Ordering for more lab tests and diagnostic exams may be good for protecting a doctor's medical license.
Based on findings in a study published in the British Medical Journal, providing for more care than what is needed such as prescribing additional tests or medication not primarily indicated for the treatment of a certain disease, could lower a doctor's risk of being sued for malpractice.
Although researchers are unable to prove these additional diagnostic and treatment modalities are a result of practicing defensive medicine.
"By no means would I consider it to be conclusive, but it does signal to us that defensive medicine could work in lowering malpractice risk," said lead author Dr. Anupam Jena of Massachusetts General Hospital and Harvard Medical School in Boston.
Researchers noted in their study that critics of the U.S. malpractice system believe that the group encourages defensive medicine, or the prescription of modalities beyond what is necessary with the intent to avoid lawsuits, findings showed that doctors in Florida who provided the most expensive care were less likely to be sued.
Researchers added that while defensive medicine is commonly practiced by doctors, no studies until theirs were able to look into whether the said practice does prevent or lower incidence of lawsuits.
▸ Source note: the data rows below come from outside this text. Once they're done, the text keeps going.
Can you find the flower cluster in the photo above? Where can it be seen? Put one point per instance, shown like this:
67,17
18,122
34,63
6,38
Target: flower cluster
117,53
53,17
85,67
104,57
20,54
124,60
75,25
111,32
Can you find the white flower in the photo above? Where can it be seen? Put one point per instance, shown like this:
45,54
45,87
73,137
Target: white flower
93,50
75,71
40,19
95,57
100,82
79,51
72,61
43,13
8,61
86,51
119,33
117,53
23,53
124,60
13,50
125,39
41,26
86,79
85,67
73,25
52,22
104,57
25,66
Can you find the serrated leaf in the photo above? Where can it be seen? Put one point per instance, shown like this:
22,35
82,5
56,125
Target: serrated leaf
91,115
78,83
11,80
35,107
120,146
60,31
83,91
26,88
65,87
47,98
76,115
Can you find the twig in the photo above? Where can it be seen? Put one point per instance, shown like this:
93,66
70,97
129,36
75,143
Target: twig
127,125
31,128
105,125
To look into this, the research team studied data from nearly 25,000 doctors from hospitals all over Florida to determine whether doctors with seven medical specialties had less chance of facing lawsuits in the year after they started averaging moderate to higher than usual hospital charges.
They found that an internist whose average charges cost about $20,000 had a 1.2 percent chance of being sued the following year, compared to another internist with an average of $39,000 charges, who has a far less 0.3 percent chance.
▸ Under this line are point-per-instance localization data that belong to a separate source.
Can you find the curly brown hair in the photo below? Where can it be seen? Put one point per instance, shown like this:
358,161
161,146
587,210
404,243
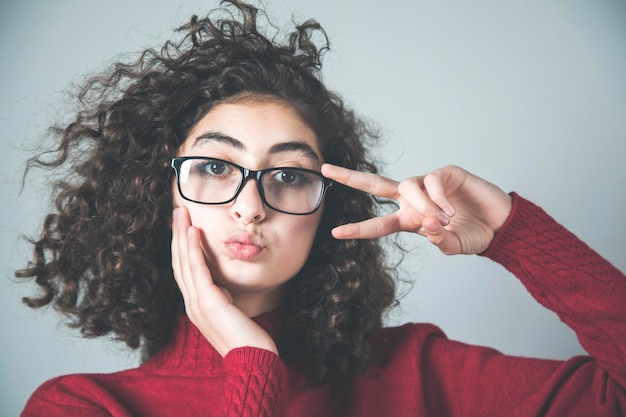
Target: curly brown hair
103,257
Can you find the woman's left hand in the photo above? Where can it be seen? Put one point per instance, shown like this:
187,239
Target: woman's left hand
457,211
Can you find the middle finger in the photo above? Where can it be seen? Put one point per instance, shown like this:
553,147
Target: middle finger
363,181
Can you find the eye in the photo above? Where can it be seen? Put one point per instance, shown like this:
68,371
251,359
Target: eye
293,178
213,168
288,177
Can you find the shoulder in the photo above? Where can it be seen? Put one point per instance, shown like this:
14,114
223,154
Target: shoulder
62,393
77,394
408,340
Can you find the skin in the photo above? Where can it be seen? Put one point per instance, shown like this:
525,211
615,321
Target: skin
224,283
455,210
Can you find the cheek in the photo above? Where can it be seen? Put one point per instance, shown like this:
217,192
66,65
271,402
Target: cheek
301,233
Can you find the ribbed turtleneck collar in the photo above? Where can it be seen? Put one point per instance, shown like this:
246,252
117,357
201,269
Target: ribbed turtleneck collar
189,352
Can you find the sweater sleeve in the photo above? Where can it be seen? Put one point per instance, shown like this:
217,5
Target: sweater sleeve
584,290
255,385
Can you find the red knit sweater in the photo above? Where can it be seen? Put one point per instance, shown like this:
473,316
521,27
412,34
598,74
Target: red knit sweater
423,374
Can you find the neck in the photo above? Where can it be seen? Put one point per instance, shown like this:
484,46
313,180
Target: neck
255,303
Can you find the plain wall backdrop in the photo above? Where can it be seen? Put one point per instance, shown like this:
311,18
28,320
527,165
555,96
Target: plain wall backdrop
530,95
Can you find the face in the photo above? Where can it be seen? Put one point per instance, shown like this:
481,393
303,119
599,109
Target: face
251,249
Obstetricians who also performed more caesarean section deliveries had less risk for malpractice than those who did less.
Researchers were able to surmise from the data that doctors who spent more in a given specialty get sued less than those who did not spend much.
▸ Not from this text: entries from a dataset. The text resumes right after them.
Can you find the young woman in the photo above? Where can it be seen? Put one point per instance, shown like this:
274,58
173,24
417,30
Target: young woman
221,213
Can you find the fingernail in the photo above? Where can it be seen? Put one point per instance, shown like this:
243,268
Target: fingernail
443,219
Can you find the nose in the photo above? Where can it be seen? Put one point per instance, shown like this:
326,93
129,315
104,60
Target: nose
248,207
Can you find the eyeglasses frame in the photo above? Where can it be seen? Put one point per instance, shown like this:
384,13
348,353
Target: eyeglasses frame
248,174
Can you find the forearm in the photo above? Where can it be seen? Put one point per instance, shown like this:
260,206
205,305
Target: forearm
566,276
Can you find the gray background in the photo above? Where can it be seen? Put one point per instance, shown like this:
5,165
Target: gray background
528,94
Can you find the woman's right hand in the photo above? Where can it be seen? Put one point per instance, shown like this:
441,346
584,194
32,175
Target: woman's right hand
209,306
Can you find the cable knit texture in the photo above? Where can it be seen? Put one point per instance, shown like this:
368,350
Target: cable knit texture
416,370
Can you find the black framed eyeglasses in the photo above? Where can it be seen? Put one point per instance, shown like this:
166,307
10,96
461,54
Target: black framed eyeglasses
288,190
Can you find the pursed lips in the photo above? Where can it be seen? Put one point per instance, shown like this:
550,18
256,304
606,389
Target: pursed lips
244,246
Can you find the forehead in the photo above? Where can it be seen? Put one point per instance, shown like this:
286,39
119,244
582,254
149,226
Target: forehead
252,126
However, researchers are also quick to remind the limitations of their study. The authors' findings were only focused on one state nor did they have enough information on the severity of the disease involved or whether the resulting higher costs was due to practicing defensive medicine.
"From a research direction, we want to better understand why we're finding this link," said Dr. Daniel Waxman, of RAND Corporation in Santa Monica, California, who was not involved in the study.